People in a Fraser Island hamlet are being urged to leave immediately as a dangerous bushfire bears down on their community.
The Queensland Fire and Emergency Services on Monday evening warned people in The Oakes to evacuate via Eastern Beach as soon as possible.
People at the Kingfisher Bay resort and village on the island have also been told to prepare to leave in a watch and act warning as a nearby fire threatens to get worse.
The large blaze, which has already burnt half the world heritage-listed island, was on Monday evening burning south towards The Oakes. Earlier emergency alerts were issued on Monday for Yidney Rocks and Happy Valley.

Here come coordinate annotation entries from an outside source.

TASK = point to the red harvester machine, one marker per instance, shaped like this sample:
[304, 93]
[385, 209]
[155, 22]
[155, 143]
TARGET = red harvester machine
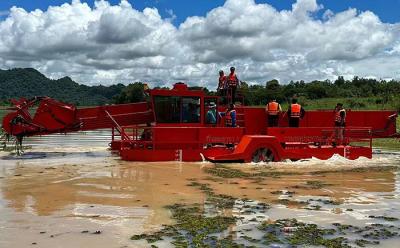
[174, 126]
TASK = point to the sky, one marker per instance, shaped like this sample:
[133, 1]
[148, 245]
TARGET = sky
[165, 41]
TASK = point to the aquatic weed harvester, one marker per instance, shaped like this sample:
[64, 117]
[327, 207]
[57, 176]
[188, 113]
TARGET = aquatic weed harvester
[172, 126]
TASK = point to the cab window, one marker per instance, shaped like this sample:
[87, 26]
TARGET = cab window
[191, 109]
[167, 109]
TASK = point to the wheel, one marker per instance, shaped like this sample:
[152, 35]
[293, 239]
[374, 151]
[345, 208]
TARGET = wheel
[263, 155]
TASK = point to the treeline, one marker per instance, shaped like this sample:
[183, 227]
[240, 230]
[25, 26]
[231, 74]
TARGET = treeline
[383, 90]
[28, 82]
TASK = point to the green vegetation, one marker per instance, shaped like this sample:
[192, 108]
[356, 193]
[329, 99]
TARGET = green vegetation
[358, 93]
[15, 83]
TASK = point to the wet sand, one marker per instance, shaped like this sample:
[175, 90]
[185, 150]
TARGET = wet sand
[70, 191]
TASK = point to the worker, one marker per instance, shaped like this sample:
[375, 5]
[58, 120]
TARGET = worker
[340, 123]
[295, 113]
[147, 133]
[211, 114]
[232, 83]
[221, 83]
[273, 109]
[230, 116]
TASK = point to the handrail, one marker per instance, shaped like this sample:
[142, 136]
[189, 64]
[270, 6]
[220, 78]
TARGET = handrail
[117, 126]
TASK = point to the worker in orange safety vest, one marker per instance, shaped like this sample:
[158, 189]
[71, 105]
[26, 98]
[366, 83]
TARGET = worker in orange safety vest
[232, 83]
[273, 110]
[221, 83]
[295, 113]
[230, 116]
[340, 123]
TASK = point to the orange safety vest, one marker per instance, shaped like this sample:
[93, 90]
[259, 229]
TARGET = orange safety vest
[273, 108]
[338, 118]
[295, 110]
[232, 80]
[228, 118]
[221, 82]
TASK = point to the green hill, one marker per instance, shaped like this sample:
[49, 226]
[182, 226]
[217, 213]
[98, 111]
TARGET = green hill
[28, 82]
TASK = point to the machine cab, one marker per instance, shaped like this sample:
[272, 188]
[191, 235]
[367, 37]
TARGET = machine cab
[184, 107]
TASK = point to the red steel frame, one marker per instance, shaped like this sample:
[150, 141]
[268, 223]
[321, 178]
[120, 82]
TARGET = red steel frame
[251, 140]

Those still in The Oakes should follow their bushfire survival plan, QFES said.
“Leaving immediately is the safest option, as it will soon be too dangerous to drive,” QFES said in a statement on Monday evening.
“Any persons in the vicinity of The Oakes should leave the area heading to the Eastern Beach and head south to Eurong Resort.

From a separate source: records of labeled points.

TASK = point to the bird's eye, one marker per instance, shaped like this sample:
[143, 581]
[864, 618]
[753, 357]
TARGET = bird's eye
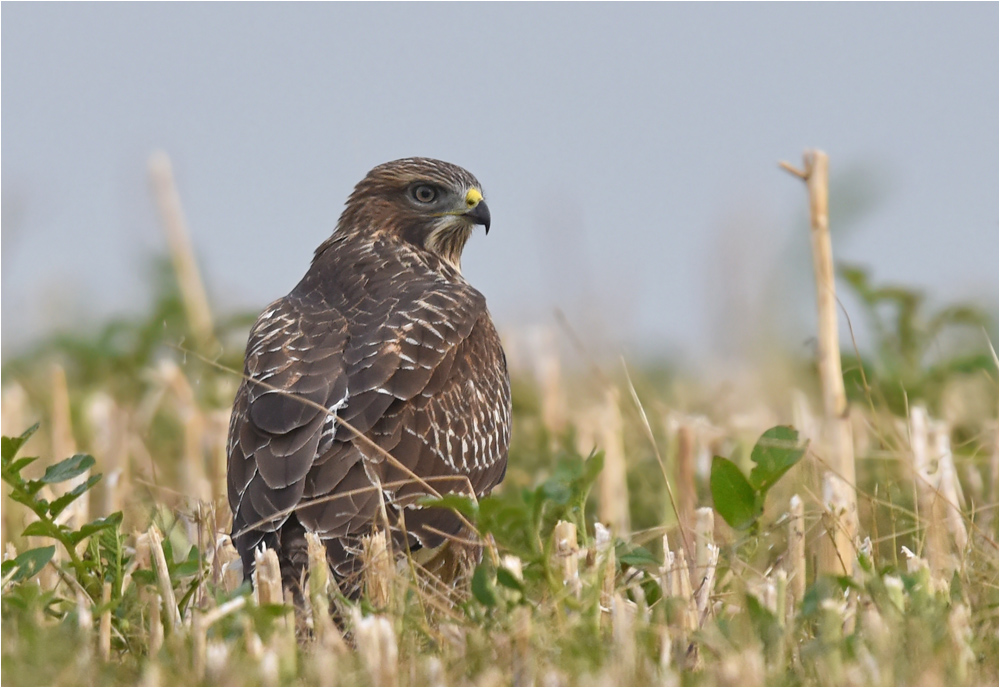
[425, 193]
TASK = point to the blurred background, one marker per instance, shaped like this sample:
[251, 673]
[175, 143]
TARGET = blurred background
[628, 152]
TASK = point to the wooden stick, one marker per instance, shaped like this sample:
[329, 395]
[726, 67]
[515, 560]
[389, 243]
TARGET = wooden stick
[175, 226]
[377, 647]
[687, 494]
[838, 557]
[267, 577]
[604, 545]
[796, 549]
[378, 569]
[104, 634]
[159, 561]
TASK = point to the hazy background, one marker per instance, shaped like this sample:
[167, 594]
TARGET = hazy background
[628, 152]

“Conditions are now very dangerous and firefighters may soon be unable to prevent the fire advancing. The fire may pose a threat to all lives directly in its path.”
At Happy Valley, flames were less than 700m away at noon on Monday.

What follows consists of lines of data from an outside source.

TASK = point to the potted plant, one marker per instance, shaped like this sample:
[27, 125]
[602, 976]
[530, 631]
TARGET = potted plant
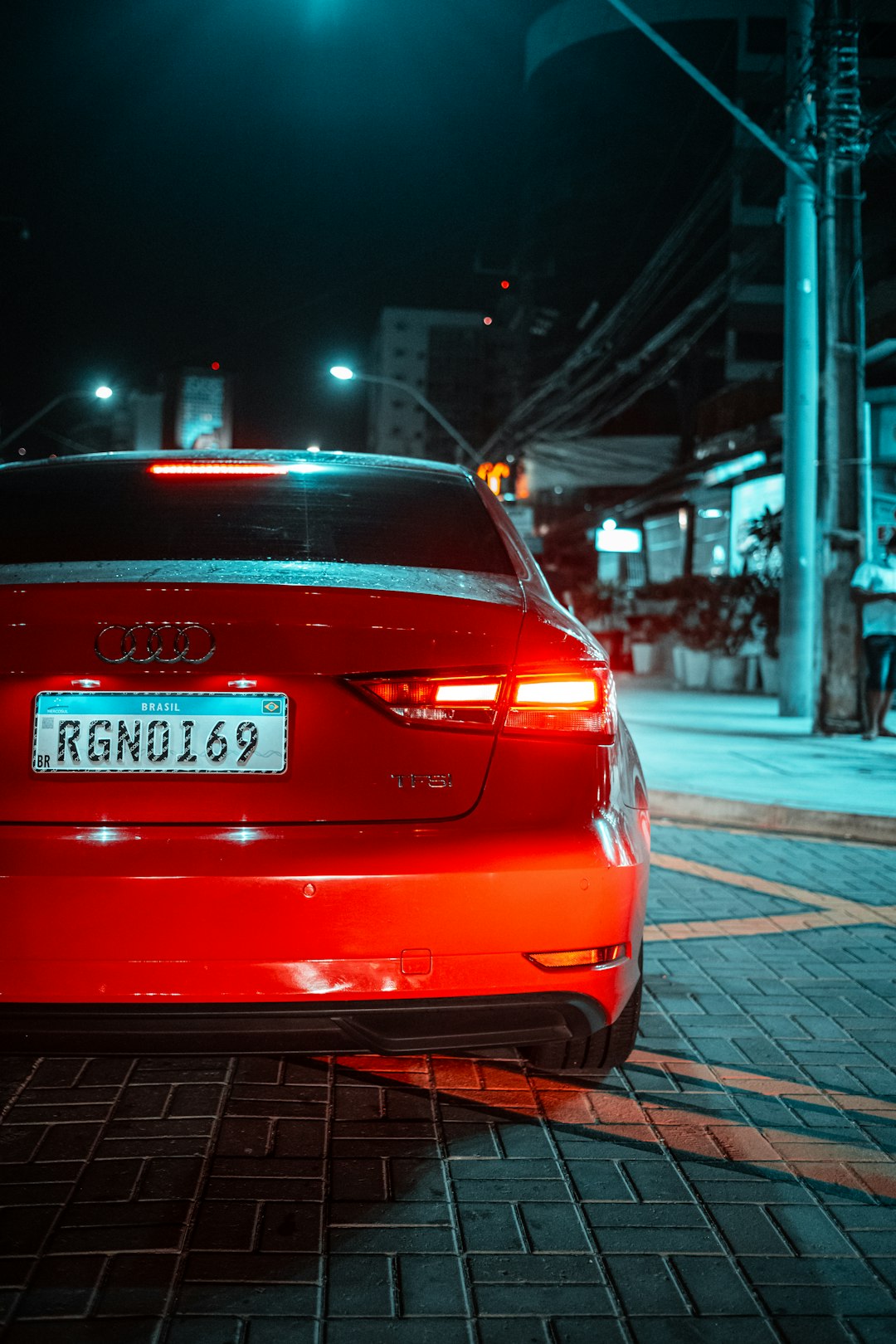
[692, 626]
[733, 620]
[763, 558]
[646, 633]
[767, 619]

About 90 firefighters and 24 water-bombing aircraft are trying to beat back the fire, which is burning in three areas across Fraser Island
QFES director Brian Cox earlier said backburning around Happy Valley’s outskirts and continuous waterbombing would hopefully turn the tide.
He warned that heatwave conditions are set to persist in the “tinder-dry environment” all week.
Those at Kingfisher Bay resort and village were warned a fire to the east of the resort could quickly worsen and threaten properties so they should be ready to leave.
The NSW Rural Fire Service large air tanker, the Marie Bashir, is helping with water-bombing efforts on the island.
“We are preparing for the worst type of thing and we’re going to try to hit it with everything we have got today, we are pulling out all stops,” Mr Cox told ABC TV.
“We hope that the million litres of water we dropped yesterday will again be dropped today on that particular township area, and can hopefully save that town.”
Conservationist Cheryl Bryant took a charter flight over the island to survey the animal populations and fire damage on Monday.
The Save Fraser Island Dingoes spokeswoman painted a bleak picture, saying there were no signs of life in burnt-out areas.
“It’s still an unknown and we’re hoping that there will be an inquiry, and we’re hoping that thing that will let people over on the island, and to assess what what animals still are surviving,” she told Seven News.
“We would have liked to have seen … animals and especially the dingoes around the beach but at this time of the day, it is pretty difficult because they’re not likely to be out and about.”
The fire on Fraser Island, also known as K’gari, has been burning since mid-October.